As noted at Random number generator only generating one random number , it's generally incorrect to create a new instance of System.Random every time that you need another random number, since System.Random is seeded based upon the clock and so multiple instances created in the same tick will yield identical random numbers. As such, one common practice (at least in single-threaded applications) is to create a single instance of Random stored in a static field that is used for all random number generation.

RNGCryptoServiceProvider , on the other hand, does not have this particular flaw... but is apparently costly to instantiate , and therefore it's again recommended to store and reuse a single instance of it.

How about Org.BouncyCastle.Security.SecureRandom ? Do I similarly need to store and reuse a single instance of it, or is it basically fine to create instances on demand every time that I need another random number?

Answer 1

We can again (like in related question) look at source code to draw some conclusions ( SecureRandom source code for reference).

All work in constructor goes for creating pseudo-random generator:

private static DigestRandomGenerator CreatePrng(string digestName, bool autoSeed)
{
    IDigest digest = DigestUtilities.GetDigest(digestName);
    if (digest == null)
        return null;
    DigestRandomGenerator prng = new DigestRandomGenerator(digest);
    if (autoSeed)
    {
        prng.AddSeedMaterial(NextCounterValue());
        prng.AddSeedMaterial(GetNextBytes(Master, digest.GetDigestSize()));
    }
    return prng;
}

Creating digest (hash) costs nothing (relative to other work).

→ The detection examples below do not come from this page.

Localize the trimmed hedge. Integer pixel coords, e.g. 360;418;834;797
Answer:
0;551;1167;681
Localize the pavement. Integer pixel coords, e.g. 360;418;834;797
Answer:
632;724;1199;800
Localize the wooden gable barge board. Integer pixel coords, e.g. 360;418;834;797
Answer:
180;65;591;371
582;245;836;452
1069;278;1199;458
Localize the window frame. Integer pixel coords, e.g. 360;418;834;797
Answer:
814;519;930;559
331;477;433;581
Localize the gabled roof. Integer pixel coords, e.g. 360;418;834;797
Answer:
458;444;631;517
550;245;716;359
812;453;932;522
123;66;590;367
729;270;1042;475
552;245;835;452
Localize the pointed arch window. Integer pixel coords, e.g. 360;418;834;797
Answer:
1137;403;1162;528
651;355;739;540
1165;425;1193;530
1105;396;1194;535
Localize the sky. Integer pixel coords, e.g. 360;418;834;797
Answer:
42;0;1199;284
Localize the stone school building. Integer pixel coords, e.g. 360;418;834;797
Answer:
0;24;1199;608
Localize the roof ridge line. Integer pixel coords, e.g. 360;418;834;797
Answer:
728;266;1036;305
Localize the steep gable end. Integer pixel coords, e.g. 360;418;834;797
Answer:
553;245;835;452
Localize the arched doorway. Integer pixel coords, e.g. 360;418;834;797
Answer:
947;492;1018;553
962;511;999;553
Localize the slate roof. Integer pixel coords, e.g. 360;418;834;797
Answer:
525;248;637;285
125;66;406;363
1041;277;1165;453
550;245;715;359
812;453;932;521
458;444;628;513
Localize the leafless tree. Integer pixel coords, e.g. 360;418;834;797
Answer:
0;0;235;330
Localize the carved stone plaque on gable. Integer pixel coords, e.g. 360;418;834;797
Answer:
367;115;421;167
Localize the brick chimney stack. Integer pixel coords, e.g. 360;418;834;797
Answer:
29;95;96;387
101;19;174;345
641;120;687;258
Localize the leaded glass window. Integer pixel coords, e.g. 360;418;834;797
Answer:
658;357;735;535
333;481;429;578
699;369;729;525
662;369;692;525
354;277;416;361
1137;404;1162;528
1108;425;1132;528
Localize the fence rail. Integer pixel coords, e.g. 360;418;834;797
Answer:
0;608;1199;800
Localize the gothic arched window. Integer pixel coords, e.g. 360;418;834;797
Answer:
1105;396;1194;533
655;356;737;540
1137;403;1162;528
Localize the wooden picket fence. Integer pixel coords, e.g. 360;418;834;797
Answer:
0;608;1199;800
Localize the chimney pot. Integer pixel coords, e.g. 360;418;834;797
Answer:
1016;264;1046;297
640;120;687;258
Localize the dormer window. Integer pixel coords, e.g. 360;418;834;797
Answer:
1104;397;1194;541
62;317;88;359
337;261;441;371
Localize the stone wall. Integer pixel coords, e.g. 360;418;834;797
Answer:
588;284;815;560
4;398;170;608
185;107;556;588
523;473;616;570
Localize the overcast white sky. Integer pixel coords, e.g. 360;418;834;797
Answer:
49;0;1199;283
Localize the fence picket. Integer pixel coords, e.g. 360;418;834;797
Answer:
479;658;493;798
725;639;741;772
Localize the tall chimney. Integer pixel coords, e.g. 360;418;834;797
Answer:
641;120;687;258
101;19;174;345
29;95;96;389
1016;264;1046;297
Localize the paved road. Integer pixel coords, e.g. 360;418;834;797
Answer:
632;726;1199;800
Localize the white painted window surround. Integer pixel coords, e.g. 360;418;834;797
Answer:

For example Sha256Digest used by default (with empty constructor) just allocates small byte[] buffer. Creating DigestRandomGenerator itself also costs nothing (couple small buffers). Major work done is here:

prng.AddSeedMaterial(GetNextBytes(Master, digest.GetDigestSize()));

It uses "master" RNG to generate seed value. Master RNG on full .NET platform is RNGCryptoServiceProvider (which for SecureRandom is stored in static field and initialized only once). So all work when creating SecureRandom goes to creating cryptographically random seed for pseudo RNG.

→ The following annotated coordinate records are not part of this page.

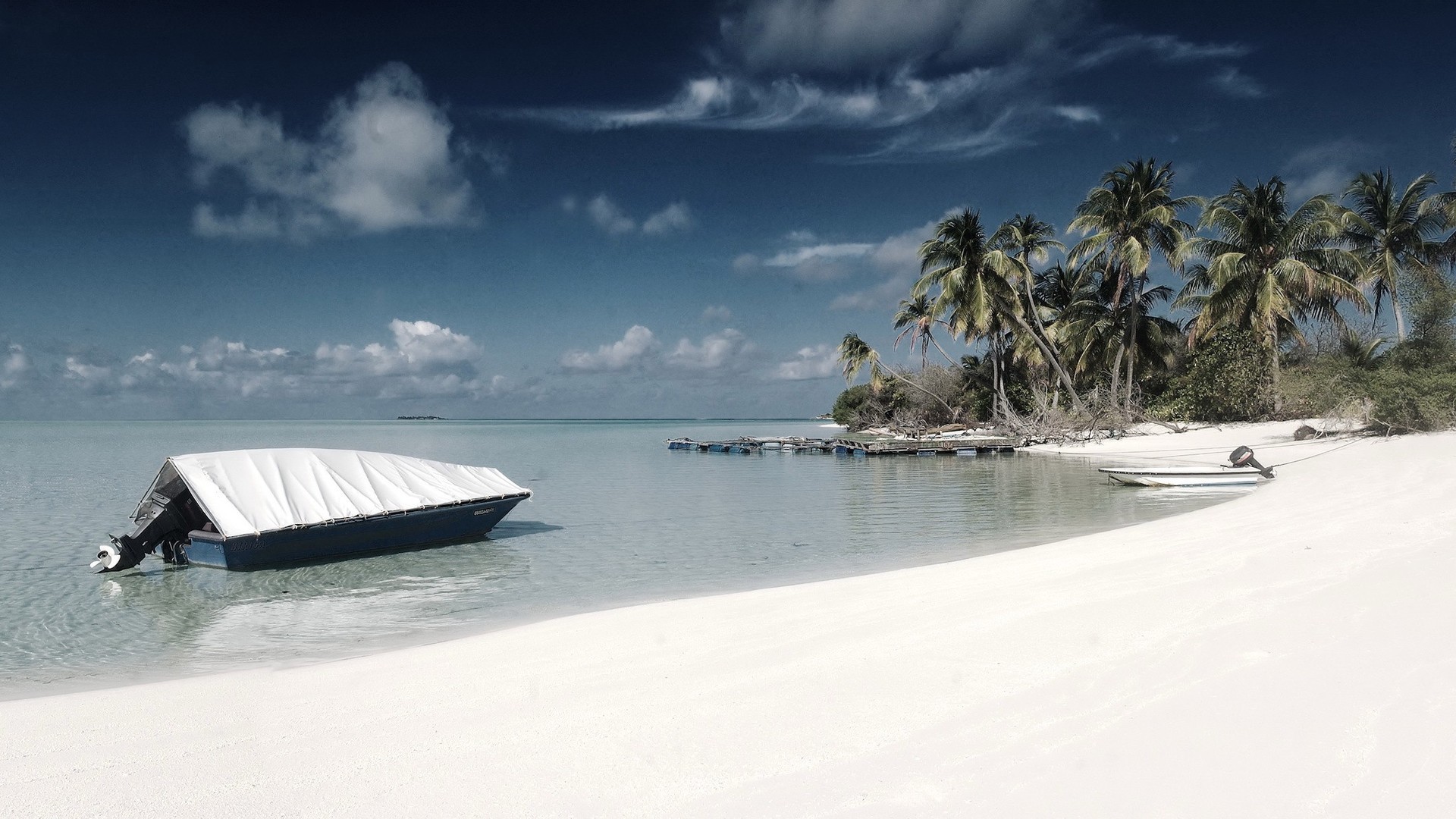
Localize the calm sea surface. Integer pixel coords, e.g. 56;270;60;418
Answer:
0;421;1238;698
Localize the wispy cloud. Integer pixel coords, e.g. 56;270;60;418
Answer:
734;214;937;310
560;324;661;373
1076;28;1250;68
720;0;1087;71
182;63;477;240
14;319;500;403
560;325;758;375
665;328;757;370
1209;65;1268;99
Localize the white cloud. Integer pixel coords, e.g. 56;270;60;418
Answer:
560;325;658;373
587;194;636;236
642;202;693;236
560;194;695;236
1283;139;1374;199
0;344;30;389
1209;65;1268;99
701;305;733;322
774;344;840;381
763;242;875;281
667;328;755;370
182;63;477;240
315;319;483;376
17;319;505;405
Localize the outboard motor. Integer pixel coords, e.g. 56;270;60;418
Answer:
1228;446;1274;478
92;493;192;574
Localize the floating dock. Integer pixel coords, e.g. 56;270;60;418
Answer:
667;436;1021;457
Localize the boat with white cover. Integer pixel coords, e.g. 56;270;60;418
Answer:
92;449;532;571
1098;446;1274;487
1098;466;1261;487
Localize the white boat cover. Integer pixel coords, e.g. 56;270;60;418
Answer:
139;449;530;538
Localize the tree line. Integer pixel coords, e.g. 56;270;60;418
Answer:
836;141;1456;425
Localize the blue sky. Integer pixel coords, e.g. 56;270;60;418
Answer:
0;0;1456;419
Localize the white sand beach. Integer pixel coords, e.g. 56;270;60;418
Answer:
0;424;1456;819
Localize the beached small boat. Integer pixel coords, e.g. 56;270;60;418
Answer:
1098;446;1274;487
92;449;532;571
1098;466;1260;487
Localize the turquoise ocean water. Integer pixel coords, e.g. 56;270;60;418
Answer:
0;421;1239;698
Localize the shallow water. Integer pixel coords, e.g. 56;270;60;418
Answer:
0;421;1247;698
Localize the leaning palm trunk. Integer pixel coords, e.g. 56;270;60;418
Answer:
1010;312;1087;416
1391;287;1405;343
1122;277;1143;413
1103;261;1127;396
880;370;961;421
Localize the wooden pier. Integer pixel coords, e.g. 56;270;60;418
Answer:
667;436;1021;457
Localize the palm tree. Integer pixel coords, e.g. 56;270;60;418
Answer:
1059;266;1185;388
896;293;959;367
1176;177;1370;410
1342;169;1450;341
912;210;1083;411
992;213;1067;353
839;332;959;421
1070;158;1198;405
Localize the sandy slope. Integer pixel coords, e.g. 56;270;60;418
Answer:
0;425;1456;819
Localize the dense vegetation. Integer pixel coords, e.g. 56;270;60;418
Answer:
833;143;1456;430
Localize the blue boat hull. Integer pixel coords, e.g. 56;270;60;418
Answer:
187;495;527;568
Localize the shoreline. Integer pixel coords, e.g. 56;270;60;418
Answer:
0;422;1456;816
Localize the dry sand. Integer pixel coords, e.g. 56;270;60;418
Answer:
0;424;1456;819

I'd say, it's better not create new instance every time, at least for small generation (for one-two NextInt() calls), because if you create new instance for every single generated number - you essentially double the costs (one time to generate crypto random number for seed and one to generate your target random number). Because (as far as I know), SecureRandom is thread safe - there is not much reason to not reuse one instance.

Side note - I don't think RNGCryptoServiceProvider is heavy to create as your link claims. Its constructor goes like this:

public RNGCryptoServiceProvider()
  : this((CspParameters) null)
{
}

[SecuritySafeCritical]
public RNGCryptoServiceProvider(CspParameters cspParams)
{
  if (cspParams != null)
  {
    this.m_safeProvHandle = Utils.AcquireProvHandle(cspParams);
    this.m_ownsHandle = true;
  }
  else
  {
    // we are interested in this path
    this.m_safeProvHandle = Utils.StaticProvHandle;
    this.m_ownsHandle = false;
  }
}

So when you create new instance (without providing csp) - it reuses the same Utils.StaticProvHandle , so it uses the same "unmanaged" instance of RNG provider. Which in turn means creating new instance and reusing the same instance have no difference in performance. Maybe in previous versions of .NET it was not like this, not sure.